The picture above, as you all probably recognize, is of a U.S. Air Force B-52 bomber. What you probably do not realize is that this bomber, of which 92 are still on active duty, was first manufactured in 1955 with the last being made in late 1962. That means the youngest B-52 is 51 years old! How many of you would consider driving a 1962 Ford or Chevy as your everyday car? Well, that is exactly what we ask the men who man these bombers to do. The B-52 has a 5-man crew. To be fair, only the latest models are still in use, and they receive a degree of maintenance which guarantees the safety of the crew. Still, it is flying on something you cannot replace, the airframe, and that airframe is at least 51 years old. The Boeing 707 was the heart of the long-range commercial fleet when these aircraft were first produced. Anyone flown on one of those lately? Why do you think that is?
Within the Air Force inventory are the B-1 and B-2, but neither can fly the mission of the B-52. So why do we not just retire them? Because we are not ready to say the nuclear bomb era is over and this aircraft still reigns supreme when it comes to carrying such a payload.
The front aircraft above is a KC-135, a refueling aircraft, which just happens to be refueling a B-52. This aircraft was first delivered to the Air Force in 1956, and if it looks a little familiar, it should, it is the military version of the Boeing 707. According to the Air Force, it stills has 414 of these aircraft on active and reserve status. The last KC-135 was delivered to the Air Force in 1965. That fleet is no younger than 48 years old, most older. To be fair, the Air Force, reinforced its refueling fleet by buying a military version of the McDonnell Douglas DC-10, the KC-10, which were built after 1981. But military cutbacks allowed a purchase of a total of 59 of these aircraft, far fewer than needed to replace an already aging KC-135 fleet. The entire KC-10 fleet is at least 20 years old.
The picture above is of an Air Force C-5A. This air craft was first delivered to the Air Force in 1970 and were produced, in the “B” and “C” models, until 1989. A fleet of 59 C-5 “M” models are scheduled to be delivered. Still, the bulk of this fleet is at least 20 years old. In 1991 the Air Force started taking delivery of its replacement, the C-17.
The picture above is of the Navy’s F-14, first delivered in 1970, but fully retired in 2006. The Navy replaced this aircraft with the F/A-18, seen below.
The picture above is of an Air Force F-15. It was first delivered in 1975. This aircraft, however, is still in production costing taxpayers about $140 million a copy.
The aircraft above is the Air Force F-22. It cost about $140 million a copy. This is the aircraft the Air Force prefers to the F-15. Strangely, the F-22 is no longer produced, the last coming off the assembly line November 2011.

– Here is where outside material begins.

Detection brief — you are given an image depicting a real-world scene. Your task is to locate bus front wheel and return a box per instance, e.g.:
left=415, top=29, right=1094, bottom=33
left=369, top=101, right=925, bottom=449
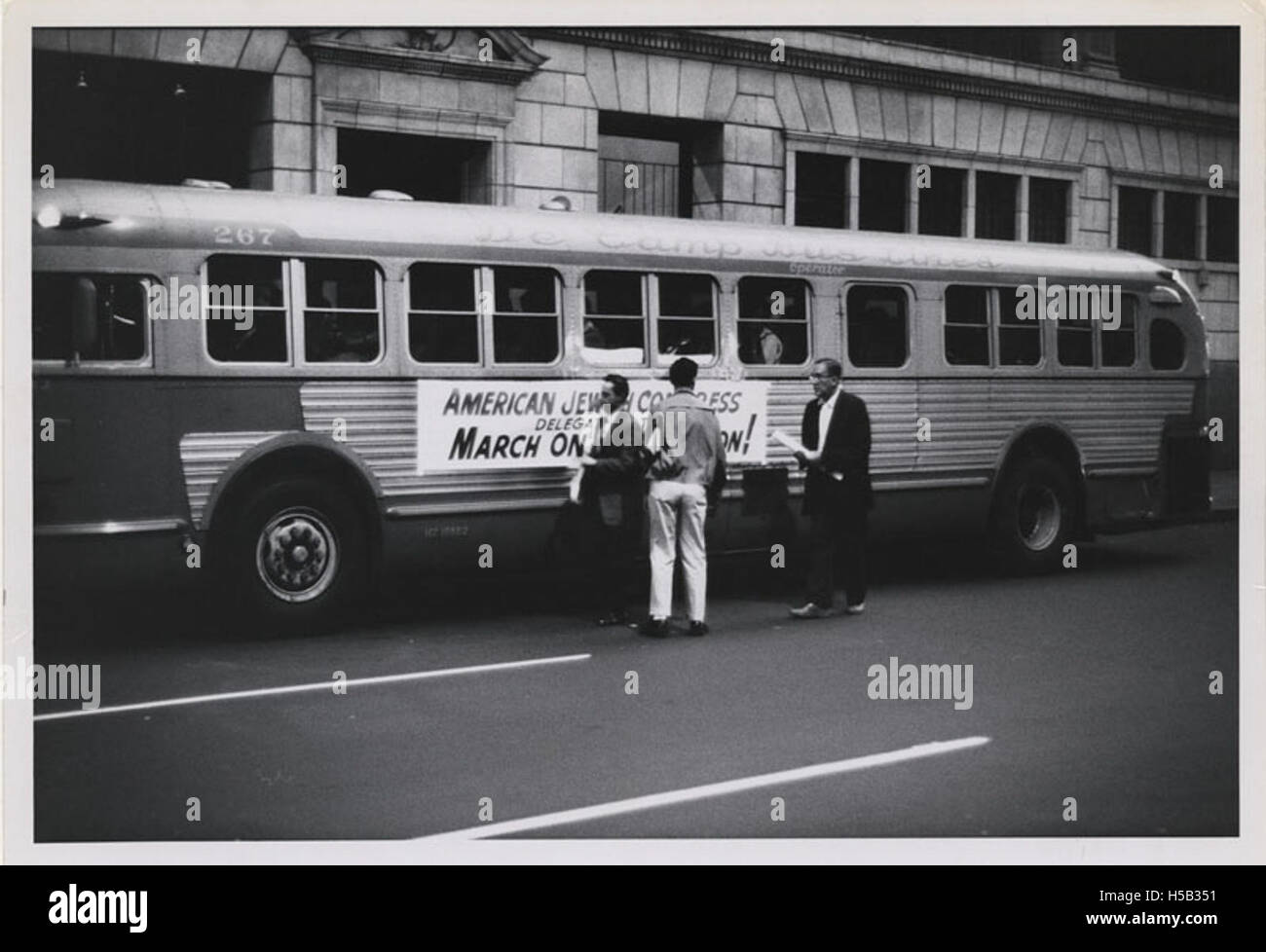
left=990, top=456, right=1076, bottom=571
left=224, top=476, right=368, bottom=635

Keeping the peace is expensive, particularly in a world as unpredictable as this one is. The majority of servicemen and women are not interested in going to war, but when they must, they would prefer to do it with equipment that was developed for today’s circumstances.

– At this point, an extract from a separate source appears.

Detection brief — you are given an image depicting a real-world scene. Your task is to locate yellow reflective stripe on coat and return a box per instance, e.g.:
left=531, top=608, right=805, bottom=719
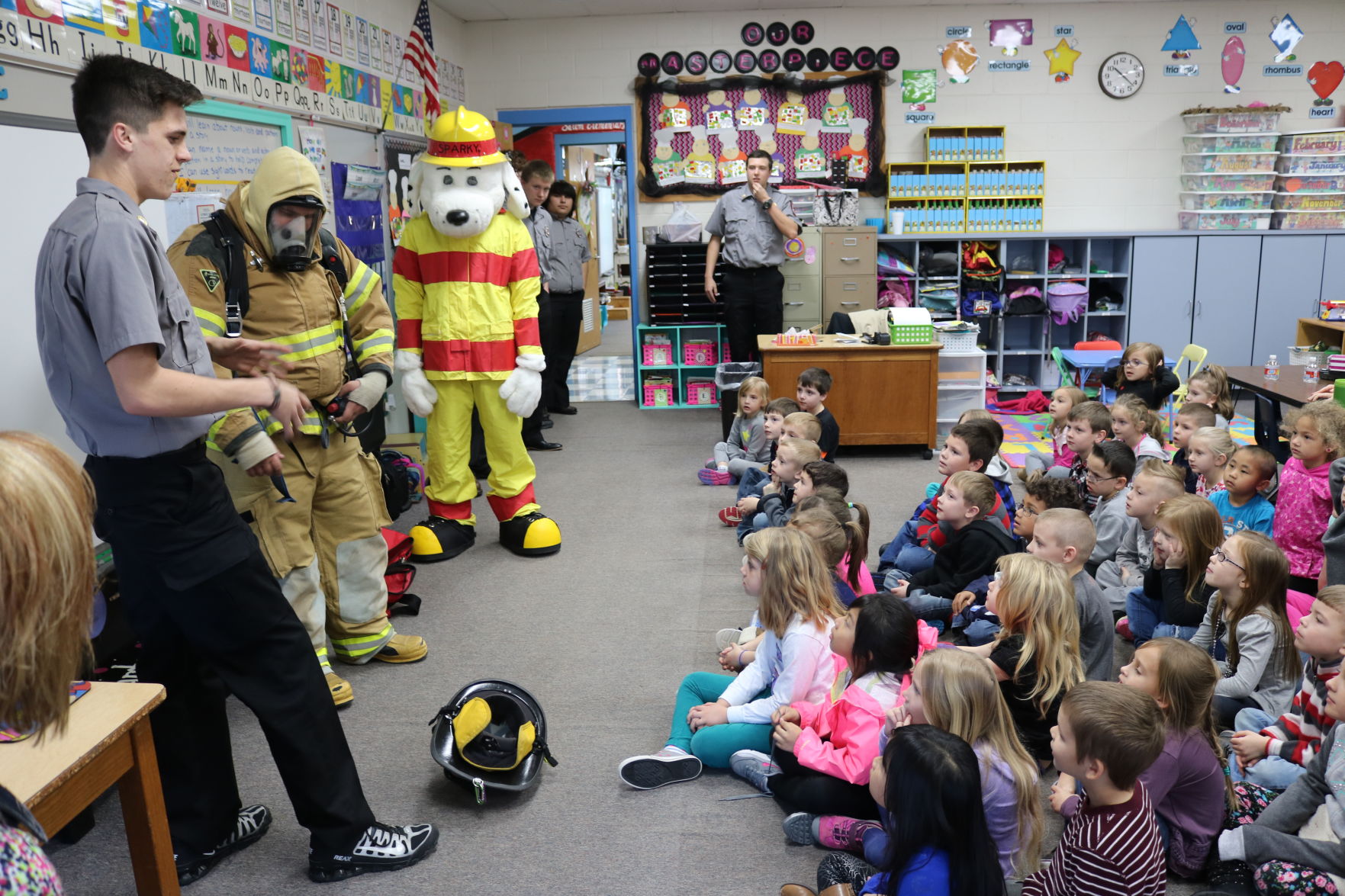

Take your 1962 Ford to your mechanic and tell him you want it to have a catalytic converter, GPS, satellite radio, air conditioning, and all the other bells and whistles. He can do it but by the time he gets finished you will wonder why you did not just buy a new car in the first place. Yes, you will have all the bells and whistles of today’s car but you are still going to have a 50-year-old body, frame, and numerous other parts. As foolish as all this sounds, it is exactly what people are expecting of the military. You are asking our military men and women to fight tomorrow’s wars with yesterday’s equipment. Please, tell me the logic of that?
I was recently told that the money we spend on new F-22 aircraft would be better spent on education. The sophistry of that argument is incredible. I absolutely think we should spend more money on the education of our young people, but not to the detriment of those charged with protecting our country.
Just as a bit of a post script, present plans include keeping the venerable B-52 for the next 20 years!